New York, NY – May 20, 2014 – The National Advertising Division has referred advertising claims made by MiMedx Group, Inc., for its EpiFix and EpiFix Micronized wound-care products to the Federal Trade Commission (FTC) and Food and Drug Administration (FDA) for further review, after the advertiser declined to participate in NAD’s review of its advertising claims.
NAD is an investigative unit of the advertising industry’s system of self-regulation.

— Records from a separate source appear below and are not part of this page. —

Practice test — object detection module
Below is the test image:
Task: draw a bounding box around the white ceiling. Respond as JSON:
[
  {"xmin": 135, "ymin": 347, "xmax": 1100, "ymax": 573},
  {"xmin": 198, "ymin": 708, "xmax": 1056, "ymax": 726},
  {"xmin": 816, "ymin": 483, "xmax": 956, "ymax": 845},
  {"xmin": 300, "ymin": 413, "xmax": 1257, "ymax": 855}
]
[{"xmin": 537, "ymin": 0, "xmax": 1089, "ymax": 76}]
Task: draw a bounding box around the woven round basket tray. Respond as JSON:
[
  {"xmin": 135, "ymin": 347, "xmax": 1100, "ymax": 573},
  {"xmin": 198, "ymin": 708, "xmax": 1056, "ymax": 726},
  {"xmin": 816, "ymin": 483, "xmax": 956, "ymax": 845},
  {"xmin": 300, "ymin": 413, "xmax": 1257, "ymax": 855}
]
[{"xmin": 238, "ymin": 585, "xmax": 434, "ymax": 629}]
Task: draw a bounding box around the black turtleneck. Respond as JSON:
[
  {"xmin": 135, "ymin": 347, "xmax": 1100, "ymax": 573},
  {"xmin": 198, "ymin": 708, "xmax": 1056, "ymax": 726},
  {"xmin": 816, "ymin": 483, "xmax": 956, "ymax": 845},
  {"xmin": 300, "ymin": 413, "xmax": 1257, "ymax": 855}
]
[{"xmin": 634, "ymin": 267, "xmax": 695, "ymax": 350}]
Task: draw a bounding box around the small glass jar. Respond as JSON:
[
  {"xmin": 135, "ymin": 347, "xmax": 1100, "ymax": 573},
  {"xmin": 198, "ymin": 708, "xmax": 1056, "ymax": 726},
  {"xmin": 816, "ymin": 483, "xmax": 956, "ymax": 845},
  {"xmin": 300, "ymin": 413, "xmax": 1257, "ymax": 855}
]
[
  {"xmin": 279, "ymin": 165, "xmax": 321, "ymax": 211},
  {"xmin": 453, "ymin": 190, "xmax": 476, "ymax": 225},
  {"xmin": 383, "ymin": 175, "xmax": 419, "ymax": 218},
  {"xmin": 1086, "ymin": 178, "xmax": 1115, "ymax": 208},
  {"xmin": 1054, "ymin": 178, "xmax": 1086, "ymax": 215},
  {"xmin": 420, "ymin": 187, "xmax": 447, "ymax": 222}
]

It is administered by the Council of Better Business Bureaus.
The claims at issue were challenged by Organogenesis, Inc., maker of competing Apligraf and Dermagraft wound-care products.
Organogenesis contended that:
- The advertiser is making claims that EpiFix can “treat,” “heal” or “repair” diabetic foot ulcers (DFUs) and venous leg ulcers (VLUs), which misleadingly imply that the products are approved as “medical devices” by the FDA.
- The advertiser’s comparative claims do not clearly and sufficiently disclose that only the challenger’s products are FDA-approved medical devices that have met FDA’s strict premarketing requirements.
- Making a comparison between the two products with regard to cost effectiveness and waste implies that the products are clinically interchangeable, even though there is no data to establish that the products are, in fact, interchangeable with respect to both safety and efficacy.
MiMedx Group stated that, although it has great respect for the NAD process, it believes that the challenge relates to regulatory issues that properly belong before the FDA — not NAD — and therefore declined to participate.
NAD noted in its decision that the FDA mandate to ensure the safety and efficacy of products differs from NAD’s charge – to ensure that advertising claims convey truth and accurate messages to consumers – including professional consumers.
Given the seriousness of the advertising claims at issue, NAD noted, it is disappointed that the advertiser declined to participate in the self-regulatory forum.